Bruce Chatwin: Der Traum des Ruhelosen, S. 131

Diesmal sind wir aber nicht zu Fuß unterwegs, wie im israelischen Negev oder im Oman. Simplizität mit einem Offroader ist relativ und hat ihren Preis. Was nicht nur bedeutet, einen Schrauberkurs absolviert, ein paar Aufkleber beschafft und das Fahrzeug damit beklebt zu haben, sondern auch ein paar kostenträchtige Ersatzteile und Werkzeuge samt billigen Bundeswehr-Kisten, um all das zu verstauen, erworben zu haben:

Bundeswehr-Staukisten und Sandbleche, Stempel-Wagenheber und Air Jack, Ladeluftschläuche und Bremsbeläge, Wasserpumpe und diverse Filter, Kupplungs-Geber und Nehmerzylinder, Kompressor und Luftdruckprüfer m.

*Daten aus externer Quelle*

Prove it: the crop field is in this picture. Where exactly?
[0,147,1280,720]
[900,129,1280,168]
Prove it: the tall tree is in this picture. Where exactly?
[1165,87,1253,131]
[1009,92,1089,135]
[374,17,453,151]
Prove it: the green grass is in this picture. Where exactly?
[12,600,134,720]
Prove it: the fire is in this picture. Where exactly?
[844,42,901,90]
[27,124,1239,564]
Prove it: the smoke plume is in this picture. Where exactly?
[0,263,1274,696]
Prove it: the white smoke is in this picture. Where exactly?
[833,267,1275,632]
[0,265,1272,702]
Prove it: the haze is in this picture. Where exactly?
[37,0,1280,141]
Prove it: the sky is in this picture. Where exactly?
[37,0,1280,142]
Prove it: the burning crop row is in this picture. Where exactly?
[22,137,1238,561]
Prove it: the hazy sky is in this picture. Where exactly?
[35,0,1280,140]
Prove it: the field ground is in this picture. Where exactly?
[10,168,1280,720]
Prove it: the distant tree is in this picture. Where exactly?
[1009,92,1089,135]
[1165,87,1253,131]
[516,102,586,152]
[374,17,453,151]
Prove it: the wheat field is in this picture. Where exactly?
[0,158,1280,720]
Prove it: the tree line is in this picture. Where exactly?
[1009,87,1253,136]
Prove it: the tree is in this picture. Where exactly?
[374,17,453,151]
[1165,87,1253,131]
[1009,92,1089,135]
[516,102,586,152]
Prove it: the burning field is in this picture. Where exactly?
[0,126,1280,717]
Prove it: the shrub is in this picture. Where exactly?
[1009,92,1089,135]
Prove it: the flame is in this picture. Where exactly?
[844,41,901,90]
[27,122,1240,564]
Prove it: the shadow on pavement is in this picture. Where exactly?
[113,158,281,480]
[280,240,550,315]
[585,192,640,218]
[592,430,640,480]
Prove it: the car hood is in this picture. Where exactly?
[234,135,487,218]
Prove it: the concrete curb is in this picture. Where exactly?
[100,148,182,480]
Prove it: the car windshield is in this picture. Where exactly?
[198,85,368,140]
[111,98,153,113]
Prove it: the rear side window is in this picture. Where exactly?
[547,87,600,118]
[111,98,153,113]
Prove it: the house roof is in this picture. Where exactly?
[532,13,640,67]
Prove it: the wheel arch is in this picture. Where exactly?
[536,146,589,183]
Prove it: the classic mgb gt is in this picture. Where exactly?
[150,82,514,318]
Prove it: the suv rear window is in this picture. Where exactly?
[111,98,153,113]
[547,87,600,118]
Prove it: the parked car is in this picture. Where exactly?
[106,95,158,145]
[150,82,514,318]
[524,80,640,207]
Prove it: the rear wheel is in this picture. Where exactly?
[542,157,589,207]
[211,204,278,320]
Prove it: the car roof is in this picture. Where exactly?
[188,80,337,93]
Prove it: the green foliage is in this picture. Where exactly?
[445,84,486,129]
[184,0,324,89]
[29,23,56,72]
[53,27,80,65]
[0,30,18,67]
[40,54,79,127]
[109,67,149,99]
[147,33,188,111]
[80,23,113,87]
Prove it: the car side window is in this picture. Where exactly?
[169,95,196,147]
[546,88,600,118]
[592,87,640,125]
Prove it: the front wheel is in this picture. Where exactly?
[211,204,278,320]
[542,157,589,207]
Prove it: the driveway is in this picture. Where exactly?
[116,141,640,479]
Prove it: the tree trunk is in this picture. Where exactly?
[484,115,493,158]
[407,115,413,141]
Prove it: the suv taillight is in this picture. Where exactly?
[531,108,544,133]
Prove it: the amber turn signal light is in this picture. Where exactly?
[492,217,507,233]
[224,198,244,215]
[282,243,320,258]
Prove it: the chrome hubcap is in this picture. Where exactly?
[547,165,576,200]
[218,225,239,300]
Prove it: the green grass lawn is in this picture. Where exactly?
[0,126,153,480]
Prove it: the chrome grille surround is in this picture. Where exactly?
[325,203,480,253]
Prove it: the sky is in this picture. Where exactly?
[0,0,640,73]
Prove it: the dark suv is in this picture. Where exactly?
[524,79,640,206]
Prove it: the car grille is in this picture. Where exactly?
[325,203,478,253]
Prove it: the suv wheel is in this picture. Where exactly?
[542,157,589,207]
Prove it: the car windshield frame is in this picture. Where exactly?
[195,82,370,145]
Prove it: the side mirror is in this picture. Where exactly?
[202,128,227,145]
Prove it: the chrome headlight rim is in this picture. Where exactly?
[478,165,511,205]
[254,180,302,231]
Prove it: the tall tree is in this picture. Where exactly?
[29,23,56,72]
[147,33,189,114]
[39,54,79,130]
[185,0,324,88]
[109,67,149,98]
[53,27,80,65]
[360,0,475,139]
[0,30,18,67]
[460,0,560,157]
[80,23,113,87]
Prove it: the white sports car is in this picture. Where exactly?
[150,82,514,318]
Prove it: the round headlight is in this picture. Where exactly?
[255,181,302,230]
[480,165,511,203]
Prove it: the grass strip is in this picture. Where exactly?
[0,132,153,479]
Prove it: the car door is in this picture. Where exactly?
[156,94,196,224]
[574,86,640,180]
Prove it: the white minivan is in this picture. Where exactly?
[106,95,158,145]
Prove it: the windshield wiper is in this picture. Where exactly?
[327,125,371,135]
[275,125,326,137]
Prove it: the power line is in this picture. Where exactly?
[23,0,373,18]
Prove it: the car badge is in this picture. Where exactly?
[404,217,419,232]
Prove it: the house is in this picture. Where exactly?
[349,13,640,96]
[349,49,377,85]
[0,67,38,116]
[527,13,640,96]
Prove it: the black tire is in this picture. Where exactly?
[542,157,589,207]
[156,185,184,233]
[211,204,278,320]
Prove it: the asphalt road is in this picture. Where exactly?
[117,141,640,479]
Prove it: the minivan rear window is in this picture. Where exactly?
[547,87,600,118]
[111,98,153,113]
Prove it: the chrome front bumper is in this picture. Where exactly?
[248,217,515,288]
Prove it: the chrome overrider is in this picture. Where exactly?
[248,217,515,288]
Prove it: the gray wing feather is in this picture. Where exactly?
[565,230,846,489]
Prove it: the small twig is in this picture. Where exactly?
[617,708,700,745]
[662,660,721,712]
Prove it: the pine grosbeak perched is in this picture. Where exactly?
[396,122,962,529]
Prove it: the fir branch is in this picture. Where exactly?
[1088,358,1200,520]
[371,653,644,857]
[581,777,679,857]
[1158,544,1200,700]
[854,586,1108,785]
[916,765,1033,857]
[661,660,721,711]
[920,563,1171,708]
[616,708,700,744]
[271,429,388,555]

Ablassventil, Flachriemen und Schlagschlüssel, CB-Handfunkgerät m. Außen-Antenne, und PMR-Walkie Talkies, Tomtom Marokko und Terrain-Straßenkarte. U.a.m.

Vor die Ankunft in Tanger hat das Schicksal eine dreitägige Anreise gesetzt. Einen Tag  auf der Autobahn nach Genua, dann zwei Tage auf der Fähre.